Royal United Hospitals NHS Foundation Trust, Bath, Combe Park, Bath BA13NG, UK; School of Clinical Sciences, University of Bristol, Bristol, UK.
Royal United Hospitals NHS Foundation Trust, Bath, Combe Park, Bath BA13NG, UK.
Br J Anaesth. 2018 Jan;120(1):173-180. doi: 10.1016/j.bja.2017.11.014. Epub 2017 Nov 21.
Videolaryngoscopy (VL) is increasingly used, but not yet routine practice, for tracheal intubation. Few departments formally trial equipment before adopting it into practice. We describe the decision-making and implementation processes that our department used when introducing universal VL, with the C-MAC (Karl Storz, Germany), throughout our anaesthesia and intensive care departments.
We used a structured process to assess the feasibility of a change to universal VL. After departmental training, we undertook a 2 month trial period of mandating VL for all adult in-theatre intubations. Thereafter, VL remained widely available, but not mandated. We regularly surveyed anaesthetists and anaesthetic assistants to evaluate departmental opinion regarding the introduction of universal VL.
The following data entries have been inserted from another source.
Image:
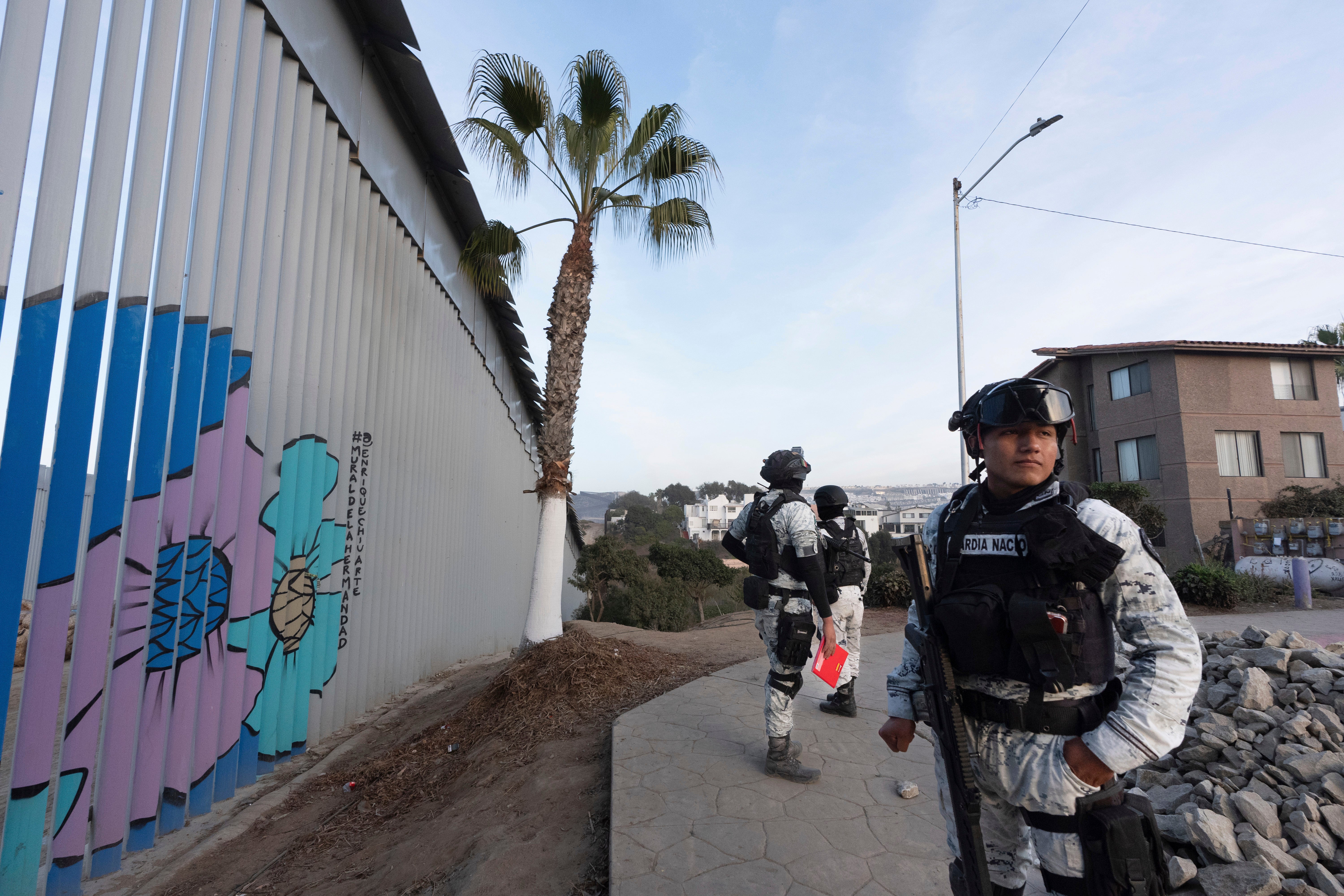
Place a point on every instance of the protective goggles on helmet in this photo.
(1022, 401)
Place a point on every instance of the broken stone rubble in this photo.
(1253, 799)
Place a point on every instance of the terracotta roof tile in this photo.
(1191, 346)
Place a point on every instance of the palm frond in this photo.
(599, 93)
(657, 127)
(627, 213)
(501, 150)
(679, 164)
(513, 92)
(493, 258)
(678, 228)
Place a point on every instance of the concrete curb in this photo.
(244, 819)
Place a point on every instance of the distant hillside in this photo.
(592, 506)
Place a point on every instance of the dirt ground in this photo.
(493, 825)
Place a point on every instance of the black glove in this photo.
(1060, 541)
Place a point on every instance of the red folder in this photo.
(830, 670)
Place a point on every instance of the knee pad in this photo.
(790, 684)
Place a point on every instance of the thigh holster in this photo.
(790, 684)
(794, 644)
(1123, 847)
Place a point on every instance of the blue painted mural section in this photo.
(71, 460)
(154, 413)
(284, 639)
(21, 459)
(226, 766)
(26, 813)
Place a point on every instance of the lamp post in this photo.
(956, 236)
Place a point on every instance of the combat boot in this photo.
(842, 702)
(783, 761)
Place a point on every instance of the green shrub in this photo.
(1257, 589)
(651, 604)
(1300, 500)
(1132, 500)
(888, 588)
(1210, 586)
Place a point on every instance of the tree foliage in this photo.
(1302, 500)
(1132, 500)
(697, 570)
(1330, 335)
(634, 499)
(591, 151)
(647, 526)
(603, 563)
(677, 495)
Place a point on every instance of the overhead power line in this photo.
(1166, 230)
(1023, 89)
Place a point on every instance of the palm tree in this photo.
(589, 154)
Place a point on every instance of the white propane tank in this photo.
(1327, 575)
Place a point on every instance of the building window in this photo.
(1292, 379)
(1304, 456)
(1138, 459)
(1238, 453)
(1131, 381)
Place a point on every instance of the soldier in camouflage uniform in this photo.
(1030, 780)
(778, 531)
(846, 553)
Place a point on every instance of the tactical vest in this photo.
(763, 546)
(1003, 613)
(845, 554)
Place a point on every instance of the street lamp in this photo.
(956, 233)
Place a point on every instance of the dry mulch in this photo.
(542, 696)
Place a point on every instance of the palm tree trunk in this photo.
(564, 369)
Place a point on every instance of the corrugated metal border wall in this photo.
(310, 440)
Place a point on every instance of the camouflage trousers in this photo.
(1019, 770)
(779, 706)
(847, 617)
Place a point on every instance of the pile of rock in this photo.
(1253, 801)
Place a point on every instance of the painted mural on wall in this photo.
(216, 338)
(292, 643)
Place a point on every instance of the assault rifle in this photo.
(947, 721)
Before the trial period, one-third of anaesthetists judged that universal VL would be of overall benefit to patient safety, team dynamics, and quality of care. Reservations from both junior and senior anaesthetists focused on training concerns. Support for a changeover to VL, amongst both anaesthetists and anaesthetic assistants, increased throughout the trial period. Six months after the 2 month trial, support had grown further and was almost unanimous. Anaesthetists reported significant benefits in clinical performance, teaching, and human factors, especially teamwork and situation awareness.
Performing a formal and prolonged trial of mandatory VL in theatre led to changes in perceptions and departmental consensus. As a result of the trial, the department agreed to the use of C-MAC videolaryngoscopy as the default intubation technique throughout theatres and intensive care, with removal of standard Macintosh laryngoscopes from routine use.
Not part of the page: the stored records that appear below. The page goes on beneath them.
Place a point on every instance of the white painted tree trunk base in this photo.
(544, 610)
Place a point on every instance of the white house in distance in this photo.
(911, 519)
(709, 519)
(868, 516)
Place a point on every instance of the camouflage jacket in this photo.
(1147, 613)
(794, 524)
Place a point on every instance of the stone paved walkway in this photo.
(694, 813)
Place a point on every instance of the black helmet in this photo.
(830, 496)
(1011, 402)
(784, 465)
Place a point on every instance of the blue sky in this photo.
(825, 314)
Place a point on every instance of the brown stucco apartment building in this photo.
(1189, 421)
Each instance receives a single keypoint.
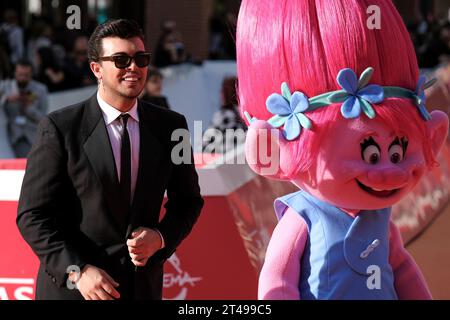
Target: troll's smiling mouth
(375, 192)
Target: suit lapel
(99, 152)
(150, 151)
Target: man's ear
(265, 150)
(95, 68)
(438, 128)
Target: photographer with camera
(25, 102)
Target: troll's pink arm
(409, 282)
(280, 274)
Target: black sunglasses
(122, 61)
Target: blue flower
(357, 94)
(420, 96)
(288, 110)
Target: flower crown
(356, 95)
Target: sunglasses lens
(122, 61)
(142, 60)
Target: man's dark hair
(24, 63)
(120, 28)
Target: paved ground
(432, 252)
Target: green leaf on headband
(277, 121)
(367, 109)
(364, 78)
(304, 121)
(285, 92)
(338, 96)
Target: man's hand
(143, 244)
(95, 284)
(14, 98)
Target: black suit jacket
(70, 211)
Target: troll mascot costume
(342, 108)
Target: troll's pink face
(364, 165)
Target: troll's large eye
(397, 149)
(370, 151)
(396, 153)
(371, 154)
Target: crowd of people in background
(431, 39)
(45, 59)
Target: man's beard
(22, 84)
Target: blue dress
(344, 257)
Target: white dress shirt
(114, 127)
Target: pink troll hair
(306, 43)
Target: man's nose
(391, 176)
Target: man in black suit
(95, 181)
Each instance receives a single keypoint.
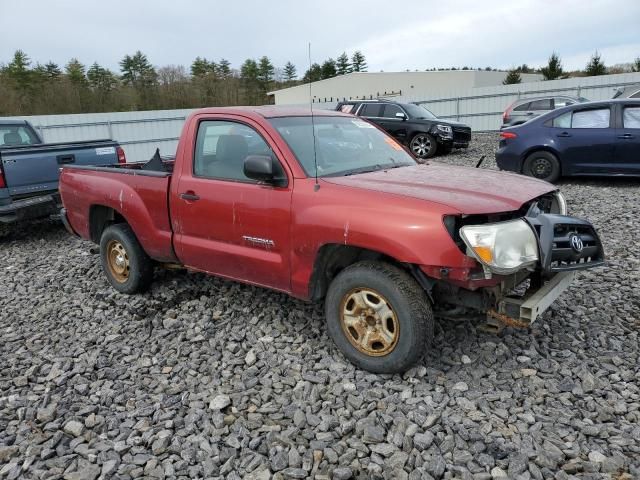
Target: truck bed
(133, 191)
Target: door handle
(189, 196)
(63, 159)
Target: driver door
(228, 224)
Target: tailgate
(34, 169)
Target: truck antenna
(313, 127)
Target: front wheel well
(333, 258)
(536, 149)
(100, 217)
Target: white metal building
(360, 85)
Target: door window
(598, 118)
(562, 102)
(631, 117)
(541, 105)
(372, 110)
(222, 147)
(391, 110)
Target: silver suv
(525, 109)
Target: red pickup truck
(329, 206)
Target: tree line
(28, 89)
(554, 70)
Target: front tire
(542, 165)
(423, 146)
(126, 265)
(379, 317)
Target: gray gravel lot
(203, 377)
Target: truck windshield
(344, 145)
(16, 135)
(418, 112)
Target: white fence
(140, 133)
(482, 107)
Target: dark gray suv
(525, 109)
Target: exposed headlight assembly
(502, 248)
(559, 205)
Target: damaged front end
(528, 258)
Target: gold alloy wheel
(118, 261)
(369, 322)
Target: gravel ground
(204, 378)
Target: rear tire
(542, 165)
(423, 146)
(5, 230)
(379, 317)
(126, 265)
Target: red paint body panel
(397, 212)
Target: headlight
(503, 247)
(559, 204)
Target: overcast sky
(394, 35)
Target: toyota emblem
(576, 243)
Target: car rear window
(372, 110)
(631, 117)
(595, 118)
(541, 104)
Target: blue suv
(594, 138)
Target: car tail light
(122, 158)
(507, 112)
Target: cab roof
(272, 111)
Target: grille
(565, 257)
(461, 134)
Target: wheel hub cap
(421, 146)
(369, 322)
(118, 261)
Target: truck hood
(468, 190)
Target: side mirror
(264, 169)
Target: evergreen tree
(137, 71)
(553, 70)
(201, 67)
(313, 74)
(18, 70)
(513, 76)
(266, 71)
(52, 70)
(329, 69)
(358, 62)
(342, 64)
(224, 68)
(289, 72)
(101, 79)
(595, 65)
(76, 72)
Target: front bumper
(523, 311)
(30, 208)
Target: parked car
(346, 215)
(525, 109)
(29, 169)
(595, 138)
(629, 92)
(412, 125)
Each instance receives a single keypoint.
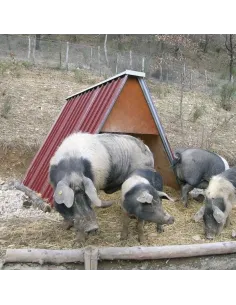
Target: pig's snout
(91, 229)
(169, 219)
(209, 236)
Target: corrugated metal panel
(85, 112)
(126, 72)
(156, 119)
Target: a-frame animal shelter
(120, 104)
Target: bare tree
(230, 48)
(38, 37)
(206, 43)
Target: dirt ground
(46, 231)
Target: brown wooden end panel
(161, 160)
(131, 113)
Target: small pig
(194, 167)
(220, 198)
(141, 196)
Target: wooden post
(67, 56)
(60, 59)
(99, 64)
(8, 42)
(130, 59)
(143, 64)
(91, 58)
(90, 258)
(105, 49)
(29, 47)
(206, 76)
(116, 63)
(161, 74)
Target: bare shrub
(198, 112)
(227, 95)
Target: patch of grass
(85, 77)
(227, 96)
(198, 112)
(212, 84)
(13, 67)
(160, 90)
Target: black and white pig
(220, 198)
(194, 167)
(85, 163)
(141, 197)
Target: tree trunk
(37, 46)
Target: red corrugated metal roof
(86, 111)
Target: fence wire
(71, 56)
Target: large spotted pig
(85, 163)
(141, 196)
(220, 198)
(194, 167)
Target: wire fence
(103, 61)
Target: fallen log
(165, 252)
(116, 253)
(37, 202)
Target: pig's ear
(199, 214)
(218, 214)
(145, 197)
(64, 194)
(163, 195)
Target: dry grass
(48, 234)
(36, 98)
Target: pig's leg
(228, 222)
(140, 231)
(67, 224)
(160, 228)
(185, 189)
(125, 226)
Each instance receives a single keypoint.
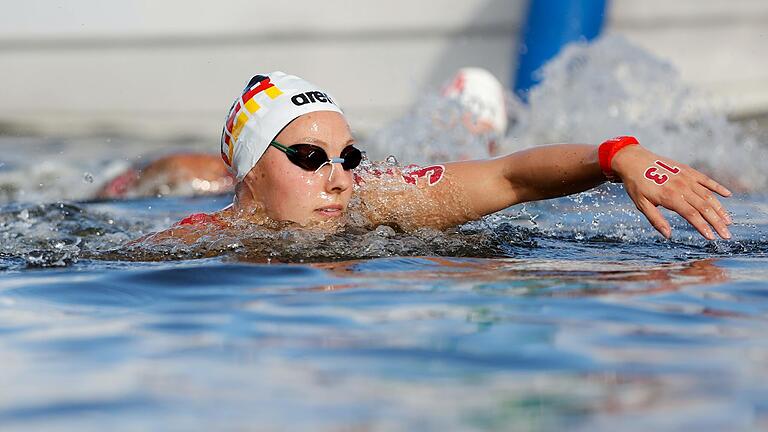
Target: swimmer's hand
(652, 181)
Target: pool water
(570, 314)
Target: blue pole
(550, 25)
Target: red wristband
(608, 150)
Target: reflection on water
(387, 344)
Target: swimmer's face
(291, 193)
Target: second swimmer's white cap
(482, 94)
(267, 104)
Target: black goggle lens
(311, 157)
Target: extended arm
(487, 186)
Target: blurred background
(170, 69)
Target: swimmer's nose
(339, 180)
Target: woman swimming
(293, 156)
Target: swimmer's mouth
(335, 210)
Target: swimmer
(176, 174)
(295, 161)
(475, 91)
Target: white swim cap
(481, 94)
(267, 104)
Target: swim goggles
(311, 157)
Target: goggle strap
(283, 148)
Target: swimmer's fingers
(709, 183)
(692, 215)
(705, 194)
(654, 216)
(708, 212)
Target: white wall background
(172, 67)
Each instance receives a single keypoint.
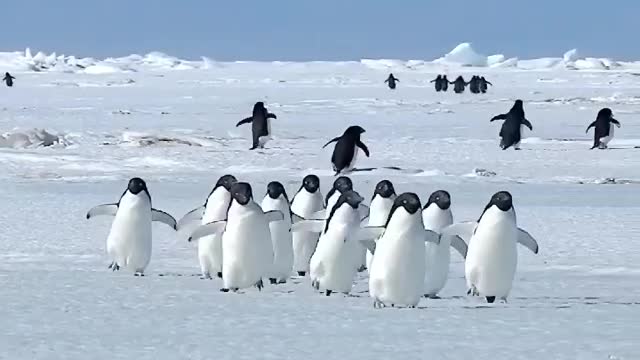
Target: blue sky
(321, 30)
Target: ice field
(172, 123)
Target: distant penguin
(438, 83)
(260, 125)
(129, 241)
(247, 250)
(398, 266)
(345, 153)
(8, 78)
(391, 81)
(214, 209)
(604, 128)
(333, 266)
(276, 199)
(492, 256)
(379, 209)
(510, 132)
(437, 215)
(483, 84)
(458, 85)
(306, 202)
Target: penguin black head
(384, 189)
(311, 183)
(241, 192)
(275, 189)
(136, 185)
(226, 181)
(440, 198)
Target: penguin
(333, 266)
(604, 128)
(379, 209)
(483, 84)
(436, 215)
(214, 209)
(458, 85)
(438, 82)
(247, 250)
(8, 78)
(260, 125)
(492, 256)
(510, 132)
(345, 152)
(276, 199)
(391, 81)
(129, 241)
(398, 266)
(306, 202)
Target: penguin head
(226, 181)
(136, 185)
(311, 183)
(275, 190)
(241, 192)
(384, 189)
(440, 198)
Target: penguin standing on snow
(604, 128)
(306, 202)
(345, 152)
(214, 209)
(129, 241)
(260, 125)
(391, 81)
(492, 257)
(276, 199)
(511, 130)
(247, 250)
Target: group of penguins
(403, 245)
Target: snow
(172, 122)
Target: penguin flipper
(163, 217)
(193, 215)
(460, 246)
(104, 209)
(524, 238)
(211, 228)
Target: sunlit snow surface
(577, 299)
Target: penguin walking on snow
(260, 125)
(604, 128)
(129, 241)
(511, 130)
(306, 202)
(247, 250)
(276, 199)
(492, 256)
(345, 153)
(391, 81)
(214, 209)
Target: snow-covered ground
(174, 125)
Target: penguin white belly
(492, 258)
(247, 251)
(398, 268)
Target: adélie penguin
(379, 209)
(492, 256)
(345, 153)
(276, 199)
(604, 128)
(306, 202)
(397, 270)
(214, 209)
(247, 250)
(129, 241)
(437, 215)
视频喉镜(VL)越来越多地用于气管插管,但尚未成为常规实践。很少有部门在采用它之前会对设备进行正式试验。我们描述了我们部门在引入通用 VL(Karl Storz,德国的 C-MAC)时所使用的决策和实施过程,涵盖了我们的麻醉和重症监护部门。
我们使用结构化的流程来评估更改通用 VL 的可行性。在部门培训后,我们进行了为期 2 个月的强制性 VL 试用,用于所有成人手术室插管。此后,VL 仍然广泛可用,但不再强制要求。我们定期调查麻醉师和麻醉助理,以评估引入通用 VL 的部门意见。
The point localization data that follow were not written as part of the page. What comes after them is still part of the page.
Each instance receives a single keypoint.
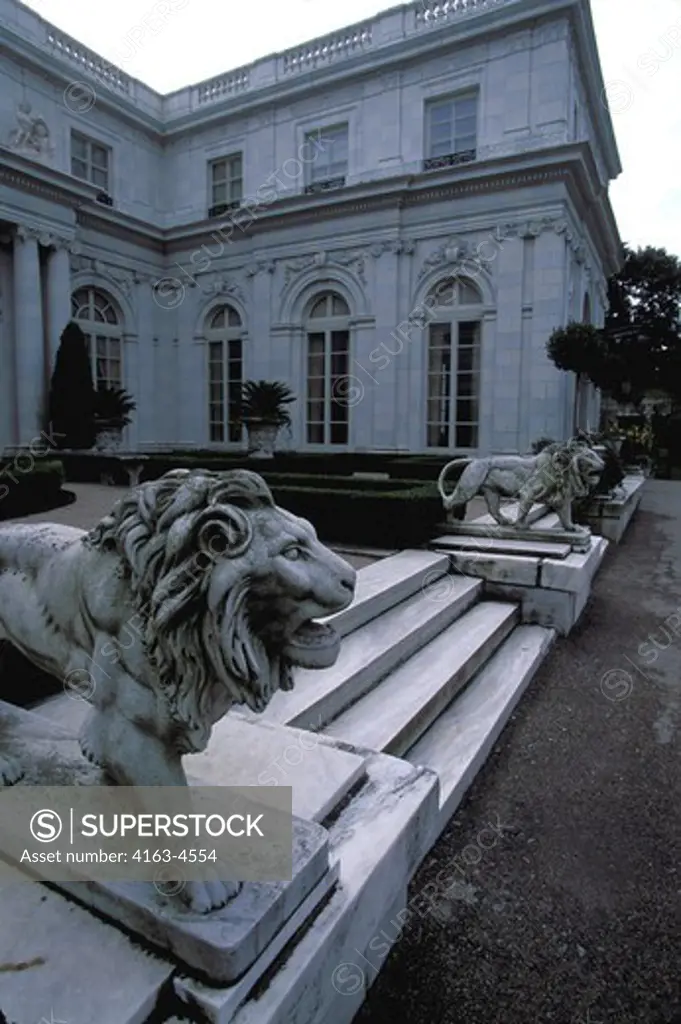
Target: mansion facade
(390, 219)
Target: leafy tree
(639, 348)
(72, 399)
(643, 326)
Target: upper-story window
(91, 162)
(451, 131)
(226, 183)
(327, 158)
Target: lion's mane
(169, 534)
(561, 473)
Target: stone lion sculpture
(196, 593)
(555, 477)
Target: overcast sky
(640, 47)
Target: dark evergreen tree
(72, 399)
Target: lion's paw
(203, 897)
(10, 771)
(91, 750)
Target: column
(29, 334)
(58, 298)
(146, 384)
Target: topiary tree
(580, 348)
(72, 398)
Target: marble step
(397, 712)
(387, 583)
(461, 739)
(371, 652)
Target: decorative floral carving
(222, 286)
(451, 252)
(262, 266)
(31, 134)
(395, 246)
(353, 260)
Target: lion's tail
(447, 499)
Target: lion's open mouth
(313, 645)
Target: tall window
(225, 374)
(328, 368)
(454, 367)
(101, 326)
(90, 160)
(226, 183)
(326, 164)
(451, 131)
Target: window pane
(79, 168)
(466, 436)
(79, 146)
(99, 156)
(468, 294)
(338, 433)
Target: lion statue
(196, 593)
(555, 477)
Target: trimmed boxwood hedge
(399, 518)
(35, 488)
(88, 468)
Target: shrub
(392, 518)
(72, 398)
(36, 489)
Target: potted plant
(112, 413)
(263, 411)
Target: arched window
(454, 365)
(101, 325)
(328, 367)
(224, 333)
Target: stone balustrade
(88, 61)
(345, 44)
(429, 12)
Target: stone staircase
(380, 749)
(429, 671)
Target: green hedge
(88, 469)
(29, 484)
(398, 518)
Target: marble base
(321, 976)
(578, 541)
(222, 945)
(610, 517)
(77, 968)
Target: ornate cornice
(262, 266)
(221, 285)
(47, 239)
(354, 260)
(451, 253)
(394, 246)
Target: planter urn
(261, 438)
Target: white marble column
(29, 334)
(58, 297)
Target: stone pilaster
(29, 334)
(58, 297)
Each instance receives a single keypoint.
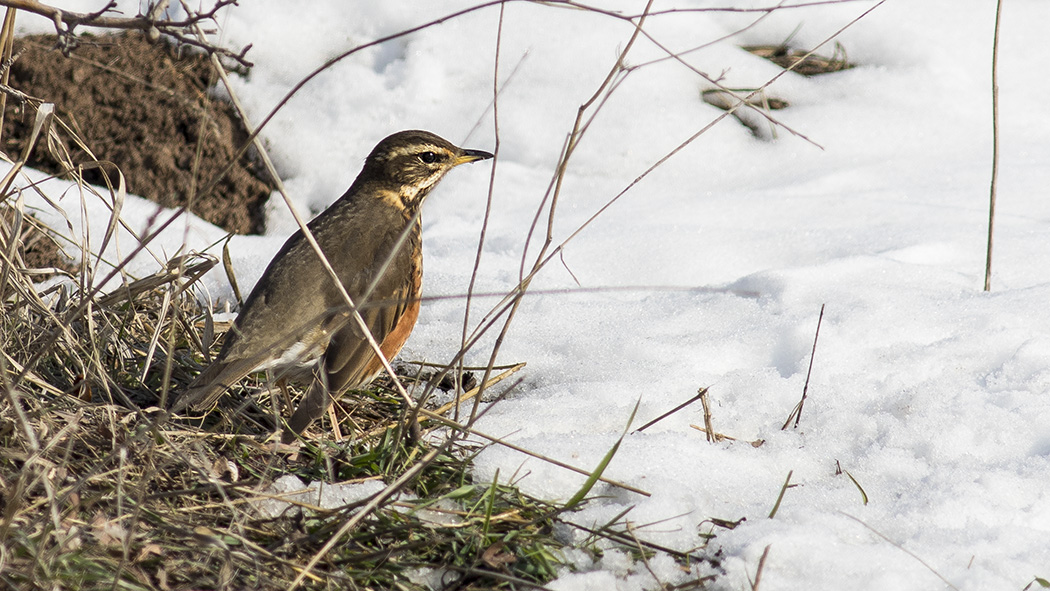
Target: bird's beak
(471, 155)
在试用前,三分之一的麻醉师认为通用 VL 将对患者安全、团队动态和护理质量整体有益。来自初级和高级麻醉师的保留意见集中在培训问题上。在试用期间,麻醉师和麻醉助理对转换为 VL 的支持不断增加。在 2 个月的试用后 6 个月,支持进一步增加,几乎达到一致。麻醉师报告在临床表现、教学和人为因素方面(尤其是团队合作和态势感知)有显著的获益。
在手术室进行强制性 VL 的正式和长期试验导致了观念和部门共识的变化。由于试验,该部门同意在整个手术室和重症监护室使用 C-MAC 视频喉镜作为默认插管技术,从常规使用中移除标准的 Macintosh 喉镜。